Experimenteren is belangrijk
Met andere woorden: werk vanuit een trigger via data naar een kans toe en ga dan gerust eens experimenteren. Die triggers (events, gedachtes, opvallende waarnemingen) vormen het startpunt. Na het experimenteren moet je dan wel zorgen voor snelle feedback, zodat de data ook antwoorden gaan geven.
3. Kijk naar de uitschieters. Niet de gemiddelden.
Deze tip is conceptueler, maar ik herken ‘m in onze beste big data-onderzoekers. Ze kijken niet alleen naar de gemiddelden, maar juist ook naar de uitschieters. De uitschieters geven juist betekenis aan het totaal.

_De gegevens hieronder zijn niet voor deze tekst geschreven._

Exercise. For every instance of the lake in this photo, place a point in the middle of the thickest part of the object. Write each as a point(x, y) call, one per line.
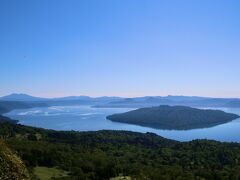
point(86, 118)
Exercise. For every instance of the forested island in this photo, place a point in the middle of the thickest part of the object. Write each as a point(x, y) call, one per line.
point(105, 154)
point(174, 117)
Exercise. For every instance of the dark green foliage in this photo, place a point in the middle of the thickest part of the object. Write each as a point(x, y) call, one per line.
point(174, 117)
point(104, 154)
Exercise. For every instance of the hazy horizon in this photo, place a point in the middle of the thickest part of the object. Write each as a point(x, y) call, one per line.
point(120, 48)
point(113, 96)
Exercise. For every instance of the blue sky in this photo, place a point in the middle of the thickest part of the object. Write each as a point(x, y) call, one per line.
point(128, 48)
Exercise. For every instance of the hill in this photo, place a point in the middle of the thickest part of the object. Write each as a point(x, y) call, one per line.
point(105, 154)
point(6, 106)
point(174, 117)
point(11, 167)
point(21, 97)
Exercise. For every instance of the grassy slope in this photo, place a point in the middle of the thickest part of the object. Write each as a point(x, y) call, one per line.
point(11, 167)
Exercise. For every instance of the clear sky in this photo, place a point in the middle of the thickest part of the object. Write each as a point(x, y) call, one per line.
point(128, 48)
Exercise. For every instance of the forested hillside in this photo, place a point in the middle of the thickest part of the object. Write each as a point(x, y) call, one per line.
point(105, 154)
point(174, 117)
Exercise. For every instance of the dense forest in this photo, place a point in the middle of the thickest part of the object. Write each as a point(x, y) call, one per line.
point(105, 154)
point(174, 117)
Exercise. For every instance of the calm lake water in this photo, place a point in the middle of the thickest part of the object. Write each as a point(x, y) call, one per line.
point(85, 118)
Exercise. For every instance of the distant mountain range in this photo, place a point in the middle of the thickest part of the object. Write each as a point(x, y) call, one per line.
point(136, 102)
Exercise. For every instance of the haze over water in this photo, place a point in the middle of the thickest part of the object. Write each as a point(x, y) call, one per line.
point(86, 118)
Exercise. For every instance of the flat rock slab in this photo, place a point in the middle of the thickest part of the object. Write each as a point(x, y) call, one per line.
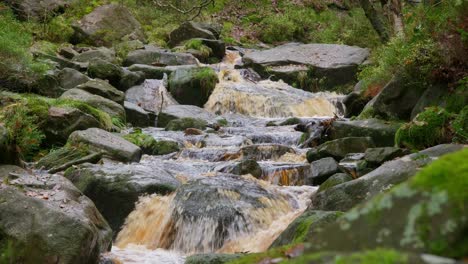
point(112, 145)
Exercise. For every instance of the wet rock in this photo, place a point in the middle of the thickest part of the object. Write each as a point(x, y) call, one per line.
point(192, 86)
point(102, 53)
point(245, 167)
point(186, 122)
point(305, 226)
point(115, 188)
point(344, 196)
point(338, 148)
point(321, 170)
point(172, 112)
point(413, 216)
point(62, 121)
point(381, 132)
point(335, 65)
point(8, 155)
point(137, 116)
point(111, 145)
point(376, 156)
point(395, 101)
point(104, 89)
point(159, 57)
point(107, 24)
point(105, 70)
point(334, 180)
point(70, 78)
point(265, 152)
point(212, 258)
point(190, 30)
point(112, 108)
point(49, 221)
point(38, 10)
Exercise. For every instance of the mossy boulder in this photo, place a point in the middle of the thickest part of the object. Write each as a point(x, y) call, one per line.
point(429, 128)
point(183, 123)
point(115, 188)
point(345, 196)
point(48, 221)
point(104, 89)
point(305, 226)
point(426, 214)
point(151, 146)
point(107, 24)
point(192, 86)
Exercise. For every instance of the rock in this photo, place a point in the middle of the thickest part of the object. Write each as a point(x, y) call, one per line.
point(377, 156)
point(335, 65)
point(70, 78)
point(186, 122)
point(111, 145)
point(334, 180)
point(192, 86)
point(137, 116)
point(115, 188)
point(99, 102)
point(159, 58)
point(264, 152)
point(48, 221)
point(305, 226)
point(395, 101)
point(8, 155)
point(102, 53)
point(413, 216)
point(104, 89)
point(172, 112)
point(338, 148)
point(105, 70)
point(190, 30)
point(344, 196)
point(62, 121)
point(381, 132)
point(150, 72)
point(321, 170)
point(107, 24)
point(248, 166)
point(38, 10)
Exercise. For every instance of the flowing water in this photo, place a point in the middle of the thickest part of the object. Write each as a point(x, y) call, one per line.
point(215, 211)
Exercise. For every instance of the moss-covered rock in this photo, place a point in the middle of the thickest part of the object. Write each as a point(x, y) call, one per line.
point(427, 214)
point(183, 123)
point(192, 86)
point(151, 146)
point(429, 128)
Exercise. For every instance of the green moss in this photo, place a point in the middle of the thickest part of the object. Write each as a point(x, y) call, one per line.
point(151, 146)
point(428, 128)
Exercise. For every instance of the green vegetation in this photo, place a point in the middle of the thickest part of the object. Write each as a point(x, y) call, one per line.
point(428, 128)
point(151, 146)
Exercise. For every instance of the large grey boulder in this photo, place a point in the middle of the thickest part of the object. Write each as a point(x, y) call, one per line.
point(115, 188)
point(104, 89)
point(111, 145)
point(106, 24)
point(381, 132)
point(190, 30)
point(395, 101)
point(423, 215)
point(335, 65)
point(48, 221)
point(112, 108)
point(173, 112)
point(344, 196)
point(39, 10)
point(159, 57)
point(62, 121)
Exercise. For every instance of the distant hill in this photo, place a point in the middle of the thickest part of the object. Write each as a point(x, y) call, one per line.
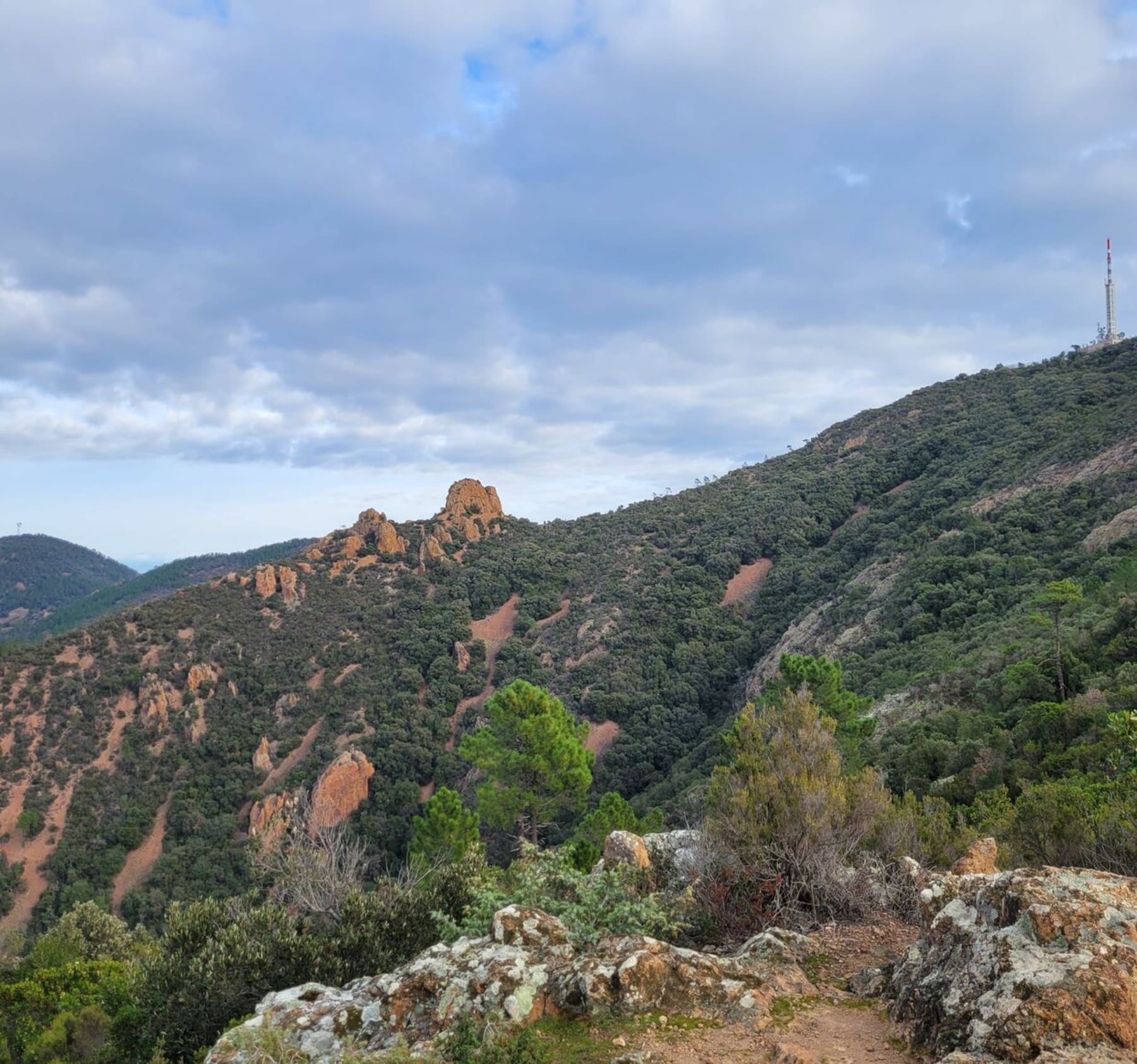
point(41, 574)
point(130, 588)
point(912, 543)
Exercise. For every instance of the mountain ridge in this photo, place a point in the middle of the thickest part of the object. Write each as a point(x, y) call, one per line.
point(621, 614)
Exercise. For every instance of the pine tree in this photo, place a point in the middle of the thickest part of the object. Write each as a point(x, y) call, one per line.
point(532, 754)
point(446, 831)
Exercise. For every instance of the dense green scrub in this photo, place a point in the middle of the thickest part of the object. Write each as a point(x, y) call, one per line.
point(910, 543)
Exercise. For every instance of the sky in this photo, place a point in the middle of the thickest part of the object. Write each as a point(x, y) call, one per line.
point(267, 263)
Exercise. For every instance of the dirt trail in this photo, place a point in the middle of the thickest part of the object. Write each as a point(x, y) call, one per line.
point(123, 715)
point(831, 1028)
point(494, 631)
point(33, 854)
point(286, 766)
point(347, 672)
point(746, 581)
point(841, 1034)
point(858, 512)
point(141, 860)
point(601, 737)
point(563, 612)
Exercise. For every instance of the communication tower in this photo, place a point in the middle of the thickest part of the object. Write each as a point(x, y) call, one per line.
point(1111, 310)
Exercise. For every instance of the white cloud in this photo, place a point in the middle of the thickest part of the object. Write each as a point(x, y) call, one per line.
point(851, 178)
point(956, 206)
point(625, 258)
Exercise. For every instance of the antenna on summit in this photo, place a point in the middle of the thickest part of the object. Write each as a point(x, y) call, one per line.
point(1111, 308)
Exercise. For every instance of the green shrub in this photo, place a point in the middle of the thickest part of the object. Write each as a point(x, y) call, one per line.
point(39, 1001)
point(787, 819)
point(215, 962)
point(614, 813)
point(613, 902)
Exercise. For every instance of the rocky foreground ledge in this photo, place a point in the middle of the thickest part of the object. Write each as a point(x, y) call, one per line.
point(524, 969)
point(1023, 965)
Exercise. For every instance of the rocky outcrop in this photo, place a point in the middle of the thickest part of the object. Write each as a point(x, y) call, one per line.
point(270, 818)
point(376, 530)
point(978, 860)
point(263, 758)
point(1023, 965)
point(526, 967)
point(625, 847)
point(676, 854)
point(340, 790)
point(1121, 526)
point(157, 699)
point(265, 581)
point(288, 579)
point(430, 550)
point(471, 509)
point(200, 674)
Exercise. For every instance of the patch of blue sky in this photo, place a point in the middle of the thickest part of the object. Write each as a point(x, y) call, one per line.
point(543, 49)
point(484, 92)
point(213, 11)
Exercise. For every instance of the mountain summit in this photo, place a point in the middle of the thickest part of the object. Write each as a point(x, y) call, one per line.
point(910, 541)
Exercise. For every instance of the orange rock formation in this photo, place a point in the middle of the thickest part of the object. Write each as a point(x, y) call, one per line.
point(288, 583)
point(267, 581)
point(340, 790)
point(199, 674)
point(263, 761)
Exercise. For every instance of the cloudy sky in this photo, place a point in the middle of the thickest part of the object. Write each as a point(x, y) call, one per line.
point(264, 263)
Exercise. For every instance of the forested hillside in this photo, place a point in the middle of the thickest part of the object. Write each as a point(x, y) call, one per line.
point(136, 587)
point(40, 574)
point(918, 543)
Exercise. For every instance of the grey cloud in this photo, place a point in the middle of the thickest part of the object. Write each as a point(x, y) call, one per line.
point(286, 237)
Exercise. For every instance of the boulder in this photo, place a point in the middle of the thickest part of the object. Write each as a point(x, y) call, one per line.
point(340, 790)
point(265, 581)
point(268, 819)
point(471, 509)
point(430, 550)
point(288, 583)
point(978, 860)
point(157, 698)
point(778, 944)
point(625, 847)
point(524, 969)
point(263, 759)
point(676, 853)
point(871, 981)
point(1013, 965)
point(199, 674)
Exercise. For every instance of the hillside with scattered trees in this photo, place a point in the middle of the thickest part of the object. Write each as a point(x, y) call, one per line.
point(965, 554)
point(41, 574)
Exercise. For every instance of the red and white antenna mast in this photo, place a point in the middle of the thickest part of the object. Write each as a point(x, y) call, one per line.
point(1111, 310)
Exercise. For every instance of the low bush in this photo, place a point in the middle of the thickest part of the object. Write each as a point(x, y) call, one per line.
point(787, 825)
point(613, 902)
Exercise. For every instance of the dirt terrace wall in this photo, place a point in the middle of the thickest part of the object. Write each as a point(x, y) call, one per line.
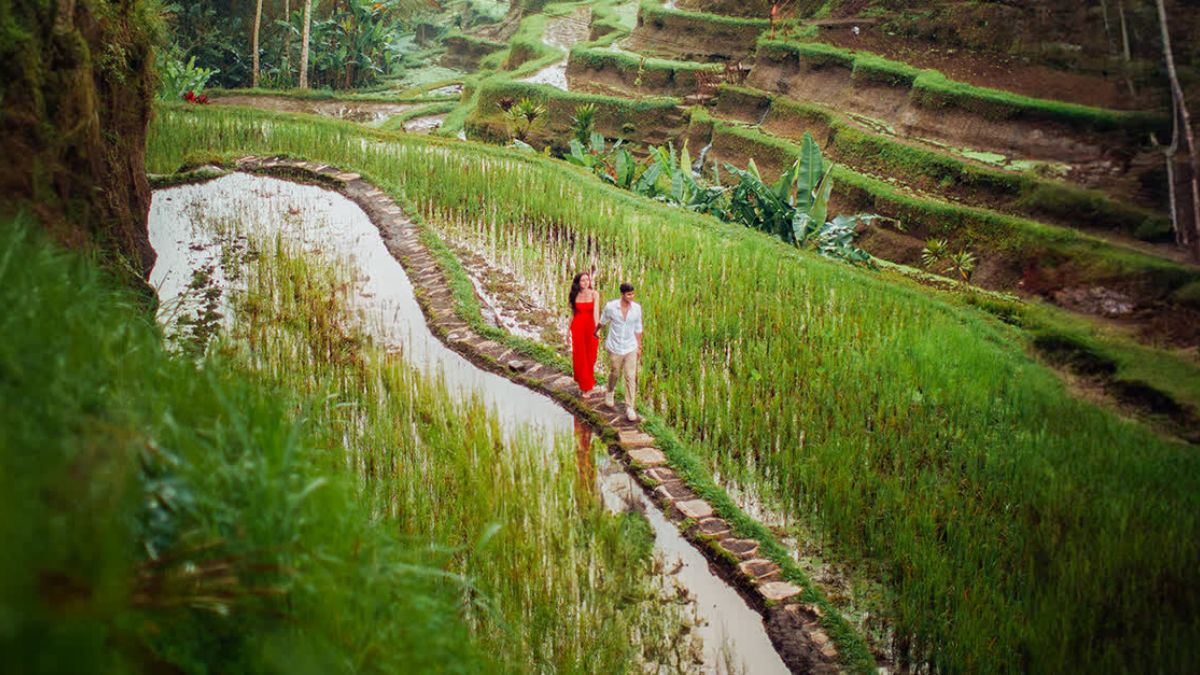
point(941, 174)
point(603, 71)
point(1007, 261)
point(689, 36)
point(834, 85)
point(76, 88)
point(465, 52)
point(751, 9)
point(648, 120)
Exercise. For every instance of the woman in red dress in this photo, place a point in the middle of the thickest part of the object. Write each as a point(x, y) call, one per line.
point(586, 308)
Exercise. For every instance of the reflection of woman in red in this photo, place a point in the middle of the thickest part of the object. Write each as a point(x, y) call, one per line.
point(586, 308)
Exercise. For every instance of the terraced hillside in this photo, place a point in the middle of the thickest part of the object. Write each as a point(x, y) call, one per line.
point(954, 432)
point(1062, 202)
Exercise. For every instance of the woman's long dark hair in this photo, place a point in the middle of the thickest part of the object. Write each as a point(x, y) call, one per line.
point(576, 288)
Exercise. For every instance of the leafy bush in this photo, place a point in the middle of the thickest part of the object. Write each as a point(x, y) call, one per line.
point(797, 205)
point(178, 78)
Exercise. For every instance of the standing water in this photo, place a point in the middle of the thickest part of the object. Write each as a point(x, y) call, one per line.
point(184, 230)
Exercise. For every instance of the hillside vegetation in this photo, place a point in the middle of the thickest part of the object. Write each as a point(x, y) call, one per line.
point(1017, 527)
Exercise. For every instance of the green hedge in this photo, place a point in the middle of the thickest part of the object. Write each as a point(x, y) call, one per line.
point(933, 171)
point(931, 89)
point(1092, 258)
point(655, 10)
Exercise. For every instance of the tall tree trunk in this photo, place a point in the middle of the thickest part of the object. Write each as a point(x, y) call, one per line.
point(1186, 232)
point(304, 45)
point(258, 25)
point(287, 41)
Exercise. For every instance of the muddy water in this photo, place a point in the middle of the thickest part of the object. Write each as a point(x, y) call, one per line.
point(325, 222)
point(372, 113)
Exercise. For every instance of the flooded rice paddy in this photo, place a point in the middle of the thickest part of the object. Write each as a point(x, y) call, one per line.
point(192, 228)
point(371, 113)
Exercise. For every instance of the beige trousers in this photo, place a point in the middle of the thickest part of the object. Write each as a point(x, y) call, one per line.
point(627, 365)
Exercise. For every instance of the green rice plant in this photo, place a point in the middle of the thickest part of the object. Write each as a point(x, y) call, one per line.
point(1095, 258)
point(171, 514)
point(1017, 527)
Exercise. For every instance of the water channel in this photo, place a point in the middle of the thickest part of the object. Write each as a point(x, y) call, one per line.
point(183, 230)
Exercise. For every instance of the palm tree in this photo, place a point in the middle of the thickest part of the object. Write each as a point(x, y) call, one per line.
point(1187, 234)
point(258, 25)
point(304, 45)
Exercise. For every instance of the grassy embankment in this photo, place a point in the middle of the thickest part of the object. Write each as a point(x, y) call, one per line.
point(1091, 258)
point(294, 500)
point(1015, 526)
point(931, 89)
point(931, 171)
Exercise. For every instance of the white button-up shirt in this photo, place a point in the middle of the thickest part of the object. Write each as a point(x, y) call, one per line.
point(623, 333)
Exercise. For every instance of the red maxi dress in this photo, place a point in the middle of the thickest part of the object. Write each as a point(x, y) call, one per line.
point(585, 345)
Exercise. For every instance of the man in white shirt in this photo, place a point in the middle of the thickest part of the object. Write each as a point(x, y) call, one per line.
point(623, 317)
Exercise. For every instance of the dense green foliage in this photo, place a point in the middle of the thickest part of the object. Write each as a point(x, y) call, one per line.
point(934, 89)
point(936, 172)
point(1017, 526)
point(353, 42)
point(1090, 257)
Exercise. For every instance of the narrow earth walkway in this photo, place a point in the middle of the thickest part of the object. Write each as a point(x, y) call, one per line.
point(563, 33)
point(792, 625)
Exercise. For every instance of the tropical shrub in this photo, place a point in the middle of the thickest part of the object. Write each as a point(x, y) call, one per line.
point(179, 78)
point(936, 256)
point(523, 117)
point(683, 187)
point(796, 207)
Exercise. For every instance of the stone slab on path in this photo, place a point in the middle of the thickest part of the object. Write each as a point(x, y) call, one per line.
point(647, 457)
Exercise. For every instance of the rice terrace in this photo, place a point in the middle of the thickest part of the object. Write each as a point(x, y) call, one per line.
point(723, 336)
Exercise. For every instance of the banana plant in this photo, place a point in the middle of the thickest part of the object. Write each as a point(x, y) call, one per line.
point(796, 207)
point(684, 190)
point(616, 165)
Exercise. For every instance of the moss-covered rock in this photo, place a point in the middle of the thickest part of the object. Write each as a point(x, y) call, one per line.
point(76, 87)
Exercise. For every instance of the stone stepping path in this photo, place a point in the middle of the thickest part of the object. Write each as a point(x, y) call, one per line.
point(792, 625)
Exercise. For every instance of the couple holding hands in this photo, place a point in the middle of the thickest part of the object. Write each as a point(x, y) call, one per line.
point(623, 317)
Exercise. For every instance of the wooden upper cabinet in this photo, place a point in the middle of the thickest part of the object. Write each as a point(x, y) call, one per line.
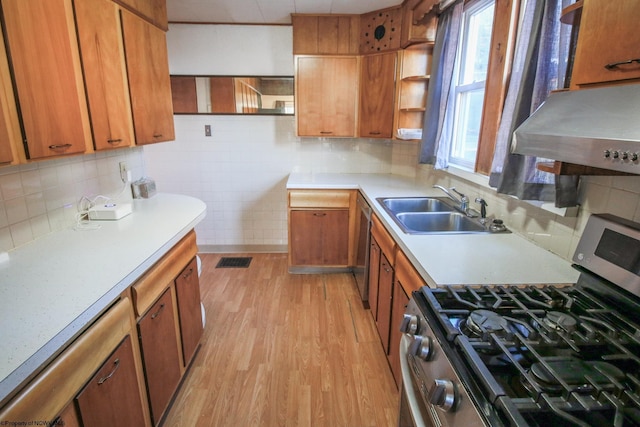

Stel dat je sterftecijfers en klanttevredenheidscijfers van Nederlandse ziekenhuizen in een spreidingsdiagram zet. Dan is het leuk om te weten dat het gemiddelde ziekenhuis een zevenkommanogwat scoort, en een sterftecijfer heeft van X. Maar de écht interessante data zitten hier eigenlijk in de ziekenhuizen met extreem lage sterftecijfers en extreem hoge klanttevredenheidscijfers. Dat kan liggen aan het specialisme van het ziekenhuis, maar ook pareltjes die vallen te wijten aan oprechte best practices. Dit voorbeeld hadden wij recent aan de hand van de zorgkaart. Een boeiende case waar we vervolgens een mooie discussie met de ziekenhuisdirectie over konden hebben.
Kortom, verras je klant met nieuwe inzichten, en die zitten steeds vaker in de afwijking!